Disons qu'en ce moment, elle n’a pas l’air particulièrement en forme et les déclarations de son équipe concernant son état de santé actuel n’ont pas été d’une transparence exemplaire. Après son malaise de dimanche, l'équipe a d'abord évoqué un « coup de chaud », pour ensuite révéler, quelques heures plus tard, que la candidate souffrait d'une pneumonie traitée depuis deux jours… Encore un mensonge donc, ça stimule l’imagination du public !
Ce n’est pas la première candidate à susciter des doutes sur sa santé ?
Non, certainement pas ! Et on n'a pas besoin de remonter très loin. En 2008, le candidat républicain John McCain, qui avait un historique de mélanome, a été au centre des spéculations concernant la probabilité d'une rechute, certains prédisant qu'il ne finirait jamais son mandat s'il était élu… Il a montré plus de 1 000 pages de documents médicaux à des journalistes et ça ne suffisait pas au public. En 2004, le candidat démocrate à l'élection présidentielle John Kerry, qui avait été opéré pour un cancer de la prostate, a aussi été harcelé par la presse…
D'autres se sont « mieux débrouillés »… John F. Kennedy, pendant la campagne présidentielle de 1960, a volontairement caché qu'il était atteint de la maladie d'Addisson, une déficience des glandes surrénales, qui peut causer des infections récurrentes, mais également une mort subite. Son frère « Bobby » était un manipulateur politique incroyable, il a dicté le rapport du médecin de John et cela est passé comme une lettre à la poste – le public a gobé.
Bien sûr que des médecins ont dû mentir pour leur président, c'est bien connu ! Franklin Roosevelt aussi a caché qu'il souffrait d'insuffisance cardiaque et d'hypertension.

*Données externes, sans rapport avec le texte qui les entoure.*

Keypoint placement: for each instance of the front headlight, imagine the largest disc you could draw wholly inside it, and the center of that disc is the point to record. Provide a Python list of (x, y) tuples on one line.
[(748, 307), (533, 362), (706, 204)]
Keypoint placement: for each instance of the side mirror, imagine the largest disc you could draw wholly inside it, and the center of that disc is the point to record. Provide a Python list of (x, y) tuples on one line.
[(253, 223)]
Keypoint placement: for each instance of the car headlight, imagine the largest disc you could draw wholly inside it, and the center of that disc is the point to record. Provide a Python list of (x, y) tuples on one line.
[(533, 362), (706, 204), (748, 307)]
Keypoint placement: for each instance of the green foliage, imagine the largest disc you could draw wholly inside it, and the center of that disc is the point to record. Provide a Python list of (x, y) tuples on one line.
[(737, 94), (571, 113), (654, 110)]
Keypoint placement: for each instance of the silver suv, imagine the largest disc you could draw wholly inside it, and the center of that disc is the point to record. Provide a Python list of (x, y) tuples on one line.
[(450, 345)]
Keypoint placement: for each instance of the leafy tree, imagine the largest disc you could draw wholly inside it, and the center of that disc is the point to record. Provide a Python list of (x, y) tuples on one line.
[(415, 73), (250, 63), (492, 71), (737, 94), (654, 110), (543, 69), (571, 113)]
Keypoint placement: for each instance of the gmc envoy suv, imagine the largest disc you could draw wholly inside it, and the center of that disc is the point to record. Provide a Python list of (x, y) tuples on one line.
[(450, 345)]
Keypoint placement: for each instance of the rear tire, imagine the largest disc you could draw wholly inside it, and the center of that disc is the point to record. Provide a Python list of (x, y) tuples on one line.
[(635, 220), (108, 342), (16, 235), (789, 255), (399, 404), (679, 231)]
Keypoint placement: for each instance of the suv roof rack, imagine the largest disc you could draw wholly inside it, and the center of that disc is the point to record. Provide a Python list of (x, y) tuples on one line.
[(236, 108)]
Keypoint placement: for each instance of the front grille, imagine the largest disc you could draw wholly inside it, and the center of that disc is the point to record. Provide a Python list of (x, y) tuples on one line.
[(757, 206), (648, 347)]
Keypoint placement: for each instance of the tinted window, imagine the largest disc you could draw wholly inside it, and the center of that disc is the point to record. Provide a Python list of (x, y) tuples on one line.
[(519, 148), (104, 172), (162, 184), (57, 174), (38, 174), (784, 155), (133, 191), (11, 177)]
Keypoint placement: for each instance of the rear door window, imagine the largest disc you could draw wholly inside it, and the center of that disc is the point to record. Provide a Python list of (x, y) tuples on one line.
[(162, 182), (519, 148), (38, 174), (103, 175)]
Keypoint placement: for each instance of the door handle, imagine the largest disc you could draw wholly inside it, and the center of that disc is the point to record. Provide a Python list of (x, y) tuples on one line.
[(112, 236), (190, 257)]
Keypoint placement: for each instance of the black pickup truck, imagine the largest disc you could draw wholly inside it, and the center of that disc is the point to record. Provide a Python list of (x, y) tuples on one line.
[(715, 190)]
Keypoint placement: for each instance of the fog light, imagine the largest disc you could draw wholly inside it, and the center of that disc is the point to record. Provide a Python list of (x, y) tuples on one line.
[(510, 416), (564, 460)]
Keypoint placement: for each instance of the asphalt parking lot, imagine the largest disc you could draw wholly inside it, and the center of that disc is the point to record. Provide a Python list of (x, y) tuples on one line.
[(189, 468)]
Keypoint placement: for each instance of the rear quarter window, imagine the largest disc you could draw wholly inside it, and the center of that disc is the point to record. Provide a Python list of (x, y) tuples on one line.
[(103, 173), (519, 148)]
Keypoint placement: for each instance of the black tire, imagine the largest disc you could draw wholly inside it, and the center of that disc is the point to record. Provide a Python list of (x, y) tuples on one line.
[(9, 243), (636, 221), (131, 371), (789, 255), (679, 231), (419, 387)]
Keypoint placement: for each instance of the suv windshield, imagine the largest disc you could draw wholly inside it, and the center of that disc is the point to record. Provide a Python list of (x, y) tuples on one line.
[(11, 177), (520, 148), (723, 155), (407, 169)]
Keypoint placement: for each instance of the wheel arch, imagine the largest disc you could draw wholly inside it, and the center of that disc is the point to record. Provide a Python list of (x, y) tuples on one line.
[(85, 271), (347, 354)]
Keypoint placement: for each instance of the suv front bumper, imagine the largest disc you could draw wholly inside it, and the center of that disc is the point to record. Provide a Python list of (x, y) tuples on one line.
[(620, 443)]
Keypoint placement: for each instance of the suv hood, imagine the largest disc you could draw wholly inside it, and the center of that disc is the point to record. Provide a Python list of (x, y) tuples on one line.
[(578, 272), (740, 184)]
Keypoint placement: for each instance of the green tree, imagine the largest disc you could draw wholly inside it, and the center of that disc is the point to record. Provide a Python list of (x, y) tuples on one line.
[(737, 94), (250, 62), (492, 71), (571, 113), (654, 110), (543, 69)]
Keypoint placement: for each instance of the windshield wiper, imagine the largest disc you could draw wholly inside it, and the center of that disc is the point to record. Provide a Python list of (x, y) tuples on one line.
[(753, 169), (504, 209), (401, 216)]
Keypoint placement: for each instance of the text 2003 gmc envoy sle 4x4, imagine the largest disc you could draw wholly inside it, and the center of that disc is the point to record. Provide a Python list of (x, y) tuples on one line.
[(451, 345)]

Il y avait des rumeurs, bien sûr, mais l'équipe de Roosevelt a tout simplement démenti. On a appris plus tard, dans un rapport confidentiel élaboré avant l'élection de 1944, que son médecin estimait qu'il ne survivrait probablement pas à son dernier mandat. Qui sait comment sa maladie a affecté ses décisions ? Était-il en pleine possession de ses moyens pendant les négociations à la conférence de Yalta ? Probablement pas…
En France, on privilégie le respect de la confidentialité médicale du président… Ce n'est donc pas le cas aux États-Unis ?
Oui, les médecins ont le devoir de respecter la confidentialité de leur patient. Mais le candidat ? On considère que si quelqu’un décide d’être président, il a une responsabilité envers le peuple et se doit de révéler à la population s’il souffre d'une maladie grave. Les présidents Wilson, Roosevelt ou JFK ont menti parce qu’ils voulaient être élus.
* Le Dr Deppisch a précisé qu'il voterait pour le candidat républicain Donald Trump à l'élection présidentielle américaine.